Let's now look at testit.php and see what happens when the username and password are sent over to it, here is the code:

<?php
session_start();
$name=$_POST["name"];
$password=$_POST["password"];
mysql_connect( 'your-db', 'username', 'password' ) or die ( 'Unable to connect to server.' );
mysql_select_db( 'db-name' ) or die ( 'Unable to select database.' );
$sql = "Select * From session Where name = '$name' and password = '$password'";
$result = mysql_query( $sql ) or die ( 'Unable to execute query.' );
$num = mysql_numrows( $result );
if ( $num != 0 ) {
$_SESSION["valid"] = true;
echo "<meta http-equiv='refresh' content='0;URL=index.php'>";
} else {
echo "no go";
echo"<meta http-equiv='refresh' content='5;URL=index.php'>";
}
?>

This is the largest of the 4 files, yet it is still very small.  It could be a couple lines smaller if you wanted to include a connection file instead of writing in the mysql connection stuff.  Normally, I do it that way, but then I would have had to use 5 files instead of 4 (*shrug).  Things to note in this segment:

• Once again session_start(); begins the code.
• The next 2 lines connect you to your MySQL server.
• The next 2 lines grab all the data from the table "users" that match the username and password the Surfer supplied on the login.php page.
• $num is set to reflect the number of rows found in the MySQL search.
• If it is NOT zero, that is if the Select statement found a match, then create a session variable and set it to true. (next step)
• $_SESSION["valid"]=true;  This line stores the variable $valid with it's value of "true" into a temporary memory area known as the SID (Session IDentification).
• Notice the use of the HTML meta refresh which takes the Surfer to index.php, this could be any file you want them to go to; in fact, if you wanted to get fancy, you could have passed the URL from the page that called validate.php at the beginning and passed that value through the other pages.  That would be a different tutorial, this one I want to keep short and sweet.
• If the MySQL search did not find a match, the else part runs.
• For simplicity I have the page display no go, then after a wait of 5 seconds go to the index.php page.  The pause of 5 seconds comes immediately after the content='  part in the Meta tag.  Notice the first time it was used, the pause was zero seconds.
• You could get fancy here also and after a few failures grab the Surfer's IP address and maybe block them from accessing the page.
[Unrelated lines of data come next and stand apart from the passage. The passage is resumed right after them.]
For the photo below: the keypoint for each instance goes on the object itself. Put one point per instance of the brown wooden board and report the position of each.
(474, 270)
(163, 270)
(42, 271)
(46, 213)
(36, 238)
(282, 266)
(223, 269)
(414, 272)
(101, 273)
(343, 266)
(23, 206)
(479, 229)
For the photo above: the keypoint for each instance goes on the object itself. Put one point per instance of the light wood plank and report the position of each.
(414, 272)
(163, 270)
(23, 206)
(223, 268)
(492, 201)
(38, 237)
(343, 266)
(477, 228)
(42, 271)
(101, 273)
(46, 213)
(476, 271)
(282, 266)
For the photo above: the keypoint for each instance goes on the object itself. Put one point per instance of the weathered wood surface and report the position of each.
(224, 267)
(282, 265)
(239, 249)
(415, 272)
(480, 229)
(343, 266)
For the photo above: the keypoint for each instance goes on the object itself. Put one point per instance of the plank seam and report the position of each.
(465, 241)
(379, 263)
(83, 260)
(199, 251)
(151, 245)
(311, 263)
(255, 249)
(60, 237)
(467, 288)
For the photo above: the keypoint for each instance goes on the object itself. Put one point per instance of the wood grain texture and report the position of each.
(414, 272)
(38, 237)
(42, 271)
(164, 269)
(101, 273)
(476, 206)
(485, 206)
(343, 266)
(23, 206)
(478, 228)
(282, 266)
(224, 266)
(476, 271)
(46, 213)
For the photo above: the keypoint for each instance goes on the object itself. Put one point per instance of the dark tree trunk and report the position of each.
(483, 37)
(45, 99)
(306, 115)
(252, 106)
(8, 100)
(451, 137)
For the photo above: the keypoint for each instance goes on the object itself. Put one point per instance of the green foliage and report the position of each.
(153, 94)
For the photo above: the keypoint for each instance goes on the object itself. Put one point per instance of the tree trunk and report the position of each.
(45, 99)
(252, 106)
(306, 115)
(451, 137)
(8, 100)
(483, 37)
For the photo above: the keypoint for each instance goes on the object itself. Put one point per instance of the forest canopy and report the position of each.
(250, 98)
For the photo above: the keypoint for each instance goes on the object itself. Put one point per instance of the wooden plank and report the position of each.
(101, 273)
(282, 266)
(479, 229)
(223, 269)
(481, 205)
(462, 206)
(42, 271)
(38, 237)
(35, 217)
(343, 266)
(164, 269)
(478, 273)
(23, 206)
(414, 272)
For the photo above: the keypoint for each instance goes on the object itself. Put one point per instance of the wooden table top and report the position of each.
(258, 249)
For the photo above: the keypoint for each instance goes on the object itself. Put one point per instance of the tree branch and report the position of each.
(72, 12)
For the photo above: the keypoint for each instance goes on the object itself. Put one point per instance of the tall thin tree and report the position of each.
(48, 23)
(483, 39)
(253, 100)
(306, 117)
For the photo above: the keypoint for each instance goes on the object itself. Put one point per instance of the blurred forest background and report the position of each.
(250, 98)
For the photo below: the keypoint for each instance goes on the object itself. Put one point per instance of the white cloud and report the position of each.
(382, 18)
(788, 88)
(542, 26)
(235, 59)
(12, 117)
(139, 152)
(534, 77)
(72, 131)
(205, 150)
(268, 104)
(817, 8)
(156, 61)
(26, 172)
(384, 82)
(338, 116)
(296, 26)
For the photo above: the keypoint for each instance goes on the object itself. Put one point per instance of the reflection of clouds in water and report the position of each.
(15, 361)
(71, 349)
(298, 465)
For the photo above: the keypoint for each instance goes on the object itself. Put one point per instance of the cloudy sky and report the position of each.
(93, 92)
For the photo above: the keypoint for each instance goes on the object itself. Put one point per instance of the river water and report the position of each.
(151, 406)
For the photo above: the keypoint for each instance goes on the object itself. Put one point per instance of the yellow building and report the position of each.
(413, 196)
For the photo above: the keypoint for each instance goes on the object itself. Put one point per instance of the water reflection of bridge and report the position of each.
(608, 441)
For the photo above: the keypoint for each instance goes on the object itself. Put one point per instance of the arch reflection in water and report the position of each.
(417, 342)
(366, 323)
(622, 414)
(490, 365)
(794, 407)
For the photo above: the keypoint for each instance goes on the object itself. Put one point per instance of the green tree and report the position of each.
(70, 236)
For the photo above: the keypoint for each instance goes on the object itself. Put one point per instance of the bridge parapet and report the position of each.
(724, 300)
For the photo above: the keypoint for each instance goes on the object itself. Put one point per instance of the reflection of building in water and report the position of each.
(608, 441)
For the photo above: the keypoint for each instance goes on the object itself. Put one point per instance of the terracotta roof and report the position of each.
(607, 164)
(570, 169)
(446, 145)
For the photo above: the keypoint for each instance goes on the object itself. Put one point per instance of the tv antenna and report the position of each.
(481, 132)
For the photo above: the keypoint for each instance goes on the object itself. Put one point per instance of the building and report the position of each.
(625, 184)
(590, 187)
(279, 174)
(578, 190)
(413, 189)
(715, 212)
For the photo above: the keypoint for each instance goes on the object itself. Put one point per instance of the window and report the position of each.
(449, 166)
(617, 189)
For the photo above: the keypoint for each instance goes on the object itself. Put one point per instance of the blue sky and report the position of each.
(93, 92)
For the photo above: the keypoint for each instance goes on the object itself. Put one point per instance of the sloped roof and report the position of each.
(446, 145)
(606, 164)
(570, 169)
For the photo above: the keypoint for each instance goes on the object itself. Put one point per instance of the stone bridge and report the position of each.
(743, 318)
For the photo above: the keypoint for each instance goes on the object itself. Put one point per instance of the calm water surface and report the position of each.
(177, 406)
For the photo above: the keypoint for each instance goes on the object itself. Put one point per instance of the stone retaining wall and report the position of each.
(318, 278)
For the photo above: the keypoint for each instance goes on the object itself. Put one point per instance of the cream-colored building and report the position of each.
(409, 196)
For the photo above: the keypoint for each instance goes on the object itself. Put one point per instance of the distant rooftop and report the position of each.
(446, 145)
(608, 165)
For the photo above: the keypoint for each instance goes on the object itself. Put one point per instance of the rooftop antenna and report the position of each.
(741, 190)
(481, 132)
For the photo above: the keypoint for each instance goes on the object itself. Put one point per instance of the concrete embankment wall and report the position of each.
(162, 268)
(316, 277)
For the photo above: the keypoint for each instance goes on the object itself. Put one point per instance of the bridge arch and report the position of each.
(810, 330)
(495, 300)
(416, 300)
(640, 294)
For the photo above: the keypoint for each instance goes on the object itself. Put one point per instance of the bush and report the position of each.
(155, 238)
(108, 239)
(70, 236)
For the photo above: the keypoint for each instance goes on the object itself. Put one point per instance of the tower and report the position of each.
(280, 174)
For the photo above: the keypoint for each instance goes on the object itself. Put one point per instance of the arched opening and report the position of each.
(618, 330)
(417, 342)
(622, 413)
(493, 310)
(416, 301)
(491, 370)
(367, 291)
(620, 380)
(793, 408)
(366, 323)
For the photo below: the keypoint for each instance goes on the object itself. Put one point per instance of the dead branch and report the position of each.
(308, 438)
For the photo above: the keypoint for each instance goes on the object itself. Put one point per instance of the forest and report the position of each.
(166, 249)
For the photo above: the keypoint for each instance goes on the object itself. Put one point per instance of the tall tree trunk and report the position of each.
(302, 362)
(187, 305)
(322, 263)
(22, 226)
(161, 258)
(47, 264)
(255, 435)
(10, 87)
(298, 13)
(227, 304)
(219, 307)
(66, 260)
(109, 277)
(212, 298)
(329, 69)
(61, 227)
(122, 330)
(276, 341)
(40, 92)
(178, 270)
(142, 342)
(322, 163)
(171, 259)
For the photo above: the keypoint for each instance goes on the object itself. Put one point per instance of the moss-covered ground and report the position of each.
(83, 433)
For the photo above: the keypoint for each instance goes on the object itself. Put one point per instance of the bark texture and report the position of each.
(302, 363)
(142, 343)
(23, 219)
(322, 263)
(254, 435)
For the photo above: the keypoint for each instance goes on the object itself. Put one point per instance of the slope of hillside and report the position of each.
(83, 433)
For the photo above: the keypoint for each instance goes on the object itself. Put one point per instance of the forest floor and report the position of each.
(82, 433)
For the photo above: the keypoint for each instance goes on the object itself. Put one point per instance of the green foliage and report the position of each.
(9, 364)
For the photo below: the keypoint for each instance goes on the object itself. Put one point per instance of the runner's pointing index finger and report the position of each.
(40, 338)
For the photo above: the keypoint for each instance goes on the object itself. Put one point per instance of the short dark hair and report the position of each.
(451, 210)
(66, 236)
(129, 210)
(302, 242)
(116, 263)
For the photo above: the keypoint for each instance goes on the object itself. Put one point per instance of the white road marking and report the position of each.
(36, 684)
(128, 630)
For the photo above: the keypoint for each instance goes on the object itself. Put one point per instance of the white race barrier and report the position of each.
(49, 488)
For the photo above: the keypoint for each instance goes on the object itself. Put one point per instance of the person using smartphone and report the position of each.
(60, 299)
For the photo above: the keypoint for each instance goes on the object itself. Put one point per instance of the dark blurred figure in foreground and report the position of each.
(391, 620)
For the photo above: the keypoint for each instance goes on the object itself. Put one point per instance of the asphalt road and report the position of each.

So now you see how to add a variable to your session; simply assign a value to a variable as you normally do in PHP, then register it with this:
session_register("somevariable");

Now we will put the whole thing together by creating a new page, call it index.php (or whatever the default page name your server requires).  This page will be the starting template for any page you want to use in your session.  Here is the code:

<?php
session_start();
include("validate.php");
?>
<p>The body of your page goes here</p>

Again, this code should appear at the beginning of any page you use, before any HTML code is sent to the page. Things to note in this segment:

• session_start();  Once again, this is necessary on any page that uses a session.
• The next line calles the file validate.php which is where we started.  It "validates" the session and if successful the Surfer goes to the HTML at the bottom of the code.

Short, sweet and to the point.  Using the last segment of code at the beginning of any page within your "Session" will require the user to have permissions to view the contents of that page.